Combinatorics is the slums of topology – Henry Whitehead
Scoffers regard combinatorics as a chaotic realm of binomial coefficients, graphs, and lattices, with a mixed bag of ad hoc tricks and techniques for investigating them. [..] Another criticism of combinatorics is that it “lacks abstraction.” The implication is that combinatorics is lacking in depth and all its results follow from trivial, though possible elaborate, manipulations. This argument is extremely misleading and unfair. – Richard Stanlеy (1971)
The opinion of many first-class mathematicians about combinatorics is still in the pejorative. While accepting its interest and difficulty, they deny its depth.
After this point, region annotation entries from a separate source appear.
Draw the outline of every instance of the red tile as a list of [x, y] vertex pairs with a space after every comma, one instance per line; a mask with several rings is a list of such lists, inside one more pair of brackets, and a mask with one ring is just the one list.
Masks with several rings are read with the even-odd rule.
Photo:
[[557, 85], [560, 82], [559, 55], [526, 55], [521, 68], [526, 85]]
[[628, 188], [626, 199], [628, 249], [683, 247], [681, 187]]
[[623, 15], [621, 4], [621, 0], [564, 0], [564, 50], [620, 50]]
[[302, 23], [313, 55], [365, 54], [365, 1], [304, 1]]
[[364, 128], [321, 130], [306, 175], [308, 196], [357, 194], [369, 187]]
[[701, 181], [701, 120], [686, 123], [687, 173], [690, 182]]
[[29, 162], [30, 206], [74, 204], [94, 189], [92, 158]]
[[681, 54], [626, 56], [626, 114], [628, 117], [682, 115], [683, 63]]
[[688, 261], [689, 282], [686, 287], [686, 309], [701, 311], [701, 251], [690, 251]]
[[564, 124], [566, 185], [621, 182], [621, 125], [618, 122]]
It is often forcefully stated that combinatorics is a collection of problems which may be interesting in themselves but are not linked and do not constitute a theory. – László Lovász (1979)
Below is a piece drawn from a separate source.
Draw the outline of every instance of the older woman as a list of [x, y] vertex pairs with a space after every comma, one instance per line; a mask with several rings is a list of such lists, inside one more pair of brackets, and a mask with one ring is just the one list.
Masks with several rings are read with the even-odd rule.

Combinatorics [is] a sort of glorified dicethrowing. – Robert Kanigel (1991)
This prejudice, the view that combinatorics is quite different from ‘real mathematics’, was not uncommon in the twentieth century, among popular expositors as well as professionals. – Peter Cameron (2001)
Now that the readers can see where the “traditional sensitivities” come from, the following quote must come as a surprise. Even more remarkable is that it’s become a conventional wisdom:
Like number theory before the 19th century, combinatorics before the 20th century was thought to be an elementary topic without much unity or depth. We now realize that, like number theory, combinatorics is infinitely deep and linked to all parts of mathematics. – John Stillwell (2010)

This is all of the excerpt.